Dear readers, I apologize for attempting to update my last post. In fact, an apology is no longer essentiel because the few lines I wrote have disappeared.

I had modified the paragraph that precedes the conclusion. I wrote that, ironically, Cameron of Lochiel’s decision to a refuse a promotion that would not allow him to help the d’Habervilles reinforced James Murray’s conviction that their “sovereign” could not do without the services of so loyal and grateful an officer. Cameron of Lochiel richly deserved a promotion. He is the hero in Aubert de Gaspé‘s Anciens Canadiens.

—ooo—

I also wrote that I would be closing my post in the not-too-distant future. My memory plays tricks on me. I will resume my career as an artist. I do watercolours, sanguine, drawings… Once in a while, I will dip the brush in my coffee instead of the water, but it does not affect the coffee. I really do not know what will happen to me. Nor do doctors. I can still function but I make spelling errors, repeat myself, etc.

Fortunately, scientists have now determined that Covid-19 attacks the brain and they have started to map out the harm inflicted by Covid-19. Forty-five years ago, no one knew. For 15 years, I did not dare tell anyone that I could not attend meetings that took place in the evening, or go out, whatever the event. In 1991, a Spect scan revealed a seriously slow rate of perfusion of blood to the brain and extensive damage. I was not expected to do anything anymore.
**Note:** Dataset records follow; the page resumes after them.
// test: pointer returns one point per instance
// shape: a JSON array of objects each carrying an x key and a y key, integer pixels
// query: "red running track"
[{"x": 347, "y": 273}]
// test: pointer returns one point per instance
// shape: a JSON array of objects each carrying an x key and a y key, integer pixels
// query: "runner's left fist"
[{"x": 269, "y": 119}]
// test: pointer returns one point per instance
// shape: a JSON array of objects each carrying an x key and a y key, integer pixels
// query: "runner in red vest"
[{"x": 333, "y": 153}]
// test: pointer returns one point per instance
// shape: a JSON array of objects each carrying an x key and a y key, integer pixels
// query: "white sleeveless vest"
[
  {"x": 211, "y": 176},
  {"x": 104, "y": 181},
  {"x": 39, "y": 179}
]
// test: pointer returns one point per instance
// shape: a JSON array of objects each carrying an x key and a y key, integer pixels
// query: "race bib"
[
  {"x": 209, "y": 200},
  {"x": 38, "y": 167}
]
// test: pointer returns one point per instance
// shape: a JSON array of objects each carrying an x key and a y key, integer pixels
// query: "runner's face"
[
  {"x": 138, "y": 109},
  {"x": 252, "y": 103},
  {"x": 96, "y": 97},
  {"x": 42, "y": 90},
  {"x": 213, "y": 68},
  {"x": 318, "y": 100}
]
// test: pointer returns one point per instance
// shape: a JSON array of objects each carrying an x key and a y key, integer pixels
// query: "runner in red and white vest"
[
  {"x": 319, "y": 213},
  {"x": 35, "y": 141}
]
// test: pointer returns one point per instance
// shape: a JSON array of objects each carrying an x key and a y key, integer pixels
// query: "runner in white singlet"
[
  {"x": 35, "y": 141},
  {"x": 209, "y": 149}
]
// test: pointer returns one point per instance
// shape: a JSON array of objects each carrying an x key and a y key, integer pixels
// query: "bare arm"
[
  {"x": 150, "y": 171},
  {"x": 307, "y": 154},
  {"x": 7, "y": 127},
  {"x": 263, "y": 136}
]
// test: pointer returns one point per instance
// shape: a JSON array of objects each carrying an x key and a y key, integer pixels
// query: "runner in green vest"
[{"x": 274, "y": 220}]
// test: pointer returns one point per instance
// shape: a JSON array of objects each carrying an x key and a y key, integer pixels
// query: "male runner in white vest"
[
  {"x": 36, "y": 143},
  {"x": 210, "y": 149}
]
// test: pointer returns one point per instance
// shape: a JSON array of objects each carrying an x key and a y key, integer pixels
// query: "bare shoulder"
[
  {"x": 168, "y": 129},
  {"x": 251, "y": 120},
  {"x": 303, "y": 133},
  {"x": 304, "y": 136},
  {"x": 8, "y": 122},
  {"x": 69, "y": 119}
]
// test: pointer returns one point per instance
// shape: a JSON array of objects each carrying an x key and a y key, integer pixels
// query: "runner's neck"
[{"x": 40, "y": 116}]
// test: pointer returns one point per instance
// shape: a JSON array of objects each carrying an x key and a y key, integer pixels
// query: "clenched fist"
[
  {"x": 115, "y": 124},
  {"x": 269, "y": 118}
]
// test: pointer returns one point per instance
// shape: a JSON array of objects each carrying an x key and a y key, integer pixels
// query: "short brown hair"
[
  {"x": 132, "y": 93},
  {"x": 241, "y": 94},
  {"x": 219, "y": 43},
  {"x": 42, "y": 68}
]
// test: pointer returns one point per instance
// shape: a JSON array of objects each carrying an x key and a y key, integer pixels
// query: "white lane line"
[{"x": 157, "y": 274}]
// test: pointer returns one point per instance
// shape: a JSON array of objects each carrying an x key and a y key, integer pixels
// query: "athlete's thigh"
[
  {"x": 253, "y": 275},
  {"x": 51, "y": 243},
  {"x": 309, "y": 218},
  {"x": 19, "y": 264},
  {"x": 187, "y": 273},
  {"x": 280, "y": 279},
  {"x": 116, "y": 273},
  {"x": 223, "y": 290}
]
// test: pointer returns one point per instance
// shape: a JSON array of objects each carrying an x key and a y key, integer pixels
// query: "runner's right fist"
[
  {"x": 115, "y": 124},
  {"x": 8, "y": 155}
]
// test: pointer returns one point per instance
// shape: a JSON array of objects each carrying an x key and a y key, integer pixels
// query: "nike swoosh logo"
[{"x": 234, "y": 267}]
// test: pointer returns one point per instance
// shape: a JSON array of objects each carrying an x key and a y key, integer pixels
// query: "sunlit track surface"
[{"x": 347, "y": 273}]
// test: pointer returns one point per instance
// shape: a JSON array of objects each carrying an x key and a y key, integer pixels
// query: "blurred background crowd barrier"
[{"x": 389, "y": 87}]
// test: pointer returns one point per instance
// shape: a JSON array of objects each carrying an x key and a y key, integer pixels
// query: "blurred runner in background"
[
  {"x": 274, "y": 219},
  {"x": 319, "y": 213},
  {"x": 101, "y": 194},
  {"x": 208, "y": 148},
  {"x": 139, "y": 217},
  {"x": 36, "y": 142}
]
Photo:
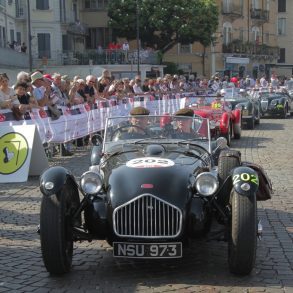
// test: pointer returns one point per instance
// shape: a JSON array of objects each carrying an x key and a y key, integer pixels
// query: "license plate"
[{"x": 147, "y": 250}]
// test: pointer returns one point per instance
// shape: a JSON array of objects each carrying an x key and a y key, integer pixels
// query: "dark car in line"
[
  {"x": 149, "y": 191},
  {"x": 250, "y": 107},
  {"x": 274, "y": 102}
]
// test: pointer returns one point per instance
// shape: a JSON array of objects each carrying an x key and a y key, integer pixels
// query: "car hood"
[
  {"x": 167, "y": 177},
  {"x": 212, "y": 114}
]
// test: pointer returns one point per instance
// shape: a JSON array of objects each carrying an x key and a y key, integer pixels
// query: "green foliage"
[{"x": 163, "y": 23}]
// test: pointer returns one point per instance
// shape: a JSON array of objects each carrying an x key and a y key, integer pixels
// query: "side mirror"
[
  {"x": 97, "y": 140},
  {"x": 96, "y": 154}
]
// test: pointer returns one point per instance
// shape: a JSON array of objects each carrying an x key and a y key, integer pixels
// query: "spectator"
[
  {"x": 125, "y": 48},
  {"x": 75, "y": 98},
  {"x": 57, "y": 96},
  {"x": 89, "y": 90},
  {"x": 105, "y": 73},
  {"x": 41, "y": 90},
  {"x": 7, "y": 95},
  {"x": 145, "y": 85},
  {"x": 24, "y": 97},
  {"x": 128, "y": 89},
  {"x": 23, "y": 47}
]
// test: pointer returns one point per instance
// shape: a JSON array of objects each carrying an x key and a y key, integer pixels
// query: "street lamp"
[
  {"x": 29, "y": 37},
  {"x": 137, "y": 36}
]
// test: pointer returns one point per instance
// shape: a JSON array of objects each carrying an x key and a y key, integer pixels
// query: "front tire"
[
  {"x": 56, "y": 231},
  {"x": 228, "y": 136},
  {"x": 242, "y": 239}
]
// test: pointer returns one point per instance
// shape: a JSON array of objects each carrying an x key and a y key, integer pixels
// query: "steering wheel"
[{"x": 120, "y": 129}]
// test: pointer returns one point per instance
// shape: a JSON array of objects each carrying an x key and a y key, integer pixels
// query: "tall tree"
[{"x": 165, "y": 22}]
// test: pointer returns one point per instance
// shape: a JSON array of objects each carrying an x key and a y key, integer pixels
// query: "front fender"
[
  {"x": 245, "y": 181},
  {"x": 58, "y": 176}
]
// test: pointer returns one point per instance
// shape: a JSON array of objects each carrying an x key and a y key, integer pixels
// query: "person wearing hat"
[
  {"x": 184, "y": 121},
  {"x": 138, "y": 125},
  {"x": 41, "y": 92}
]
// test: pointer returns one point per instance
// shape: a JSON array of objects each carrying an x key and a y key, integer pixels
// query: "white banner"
[{"x": 79, "y": 121}]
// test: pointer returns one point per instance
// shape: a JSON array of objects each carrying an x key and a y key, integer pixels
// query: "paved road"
[{"x": 203, "y": 268}]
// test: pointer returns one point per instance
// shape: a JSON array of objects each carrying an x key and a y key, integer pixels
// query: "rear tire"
[
  {"x": 56, "y": 231},
  {"x": 242, "y": 239},
  {"x": 228, "y": 136}
]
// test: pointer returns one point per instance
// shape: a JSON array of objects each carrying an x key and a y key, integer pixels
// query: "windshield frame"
[{"x": 110, "y": 122}]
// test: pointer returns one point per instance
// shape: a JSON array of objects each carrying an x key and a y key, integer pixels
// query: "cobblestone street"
[{"x": 204, "y": 266}]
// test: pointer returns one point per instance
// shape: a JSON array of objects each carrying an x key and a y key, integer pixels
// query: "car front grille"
[{"x": 147, "y": 216}]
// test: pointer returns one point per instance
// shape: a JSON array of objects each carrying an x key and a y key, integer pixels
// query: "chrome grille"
[{"x": 147, "y": 216}]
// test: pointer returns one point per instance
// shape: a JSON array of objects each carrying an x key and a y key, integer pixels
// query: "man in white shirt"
[
  {"x": 40, "y": 92},
  {"x": 137, "y": 86}
]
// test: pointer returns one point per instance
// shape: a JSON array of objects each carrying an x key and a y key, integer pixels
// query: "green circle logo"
[{"x": 13, "y": 152}]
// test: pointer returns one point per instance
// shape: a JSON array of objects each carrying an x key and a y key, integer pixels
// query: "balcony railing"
[
  {"x": 233, "y": 9},
  {"x": 250, "y": 49},
  {"x": 259, "y": 14},
  {"x": 93, "y": 57}
]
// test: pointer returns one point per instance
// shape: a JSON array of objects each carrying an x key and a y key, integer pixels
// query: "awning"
[{"x": 237, "y": 60}]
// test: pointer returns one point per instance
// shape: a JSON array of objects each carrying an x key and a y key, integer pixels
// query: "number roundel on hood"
[{"x": 150, "y": 162}]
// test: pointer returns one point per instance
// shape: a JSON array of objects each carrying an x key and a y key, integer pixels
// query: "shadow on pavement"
[{"x": 204, "y": 263}]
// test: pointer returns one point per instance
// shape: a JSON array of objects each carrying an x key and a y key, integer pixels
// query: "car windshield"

I tried to return to work. However, a new Chair, who wanted to avenge the dismissal of a colleague, would not look upon me as a full-time member of the Department. For four years, I taught on a part-time basis. I re-entered the classroom after he resigned. However, once I resumed my duties, my workload kept growing. I was teaching in several areas of learning. I fell ill and made decisions that I regret.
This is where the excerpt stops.